A imagem foi retirada daqui.

13 comentários:

Augusta disse...

Ainda bem que continuas. A seguir teremos seguramente a sala.
Mas olha: falas em enxergão, mas nós dizíamos xaragão. E as aberturas não eram de lado, eram na costura do meio do lado que ficava virado para cima. Assim, o colmo não saía e, a cada vez que se fazia a cama, este colmo era bem mexido para ficar mais uniforme, sem os altos e baixos provocados pelo descanso dos corpos.
Faltou-te ainda outra coisa. Então o penico? Eu já só me lembro dos que eram feitos de esmalte, mas antes, também os havia de louça. E bem bonitos por sinal.
Beijos e parabéns por mais esta narrativa

Anónimo disse...

Muito lindo,é o nosso passado aqui escrito por uma pessoa que tanto tem dado pela nossa terra.Muito obrigado,continua a fazê-lo pois nós gostamos ler o que escreves.Um abraço deste vosso amigo Duarte P
ires

Olímpia disse...

Como recebi o texto no email, vim logo escogitar. De facto estou atrasada nas notícias!
Concordo com a Augusta, no que diz respeito ao xaragão e ao penico. Sim, a abertura dele era ao centro e virada para cima.
Os quartos, nem todos eram interiores. O do avô Ramos, por exemplo, tinha uma janela.
Parabéns por manteres vivas as memórias da nossa meninice e as nossas tradições.
Vi que já escreveste outros. Vou ler.

Bjos

Olímpia

Anónimo disse...

Olhai os lírios do campo!...
Apesar da austeridade, e até alguma pobreza, nas casas de há cinquenta anos também se criaram lindas flores!

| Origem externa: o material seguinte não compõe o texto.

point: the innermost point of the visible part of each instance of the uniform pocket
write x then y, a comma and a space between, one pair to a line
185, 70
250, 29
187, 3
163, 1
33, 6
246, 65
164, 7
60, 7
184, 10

Fátima Pereira Stocker disse...

Augusta

A memória prega-nos cada partida... eu juraria a pés juntos que as aberturas eram de lado. Vou já corrigir, até porque, ao responder-te, veio-me, nítida, a imagem de algumas espigas esmagadas que era preciso sacudir de cima da cama, ao fazê-la.

Sobre o nome, creio que dizíamos das duas maneiras, embora me retina mais no ouvido o "Inxergão". Vou acrescentar.

Quanto ao penico: lembrei-me dele ao começar a escrever, mas varreu-se-me da ideia enquanto escrevia. Também vou acrescentar. Obrigada pela lembrança.

Beijos

Fátima Pereira Stocker disse...

Duarte

Muito obrigada tu, pela ternura das tuas palavras.

Beijos

Fátima Pereira Stocker disse...

Olímpia

Quer o quarto do avô, quer o do tio Fernando tinham janelas, mas eram excepções. O mais habitual era que não tivessem.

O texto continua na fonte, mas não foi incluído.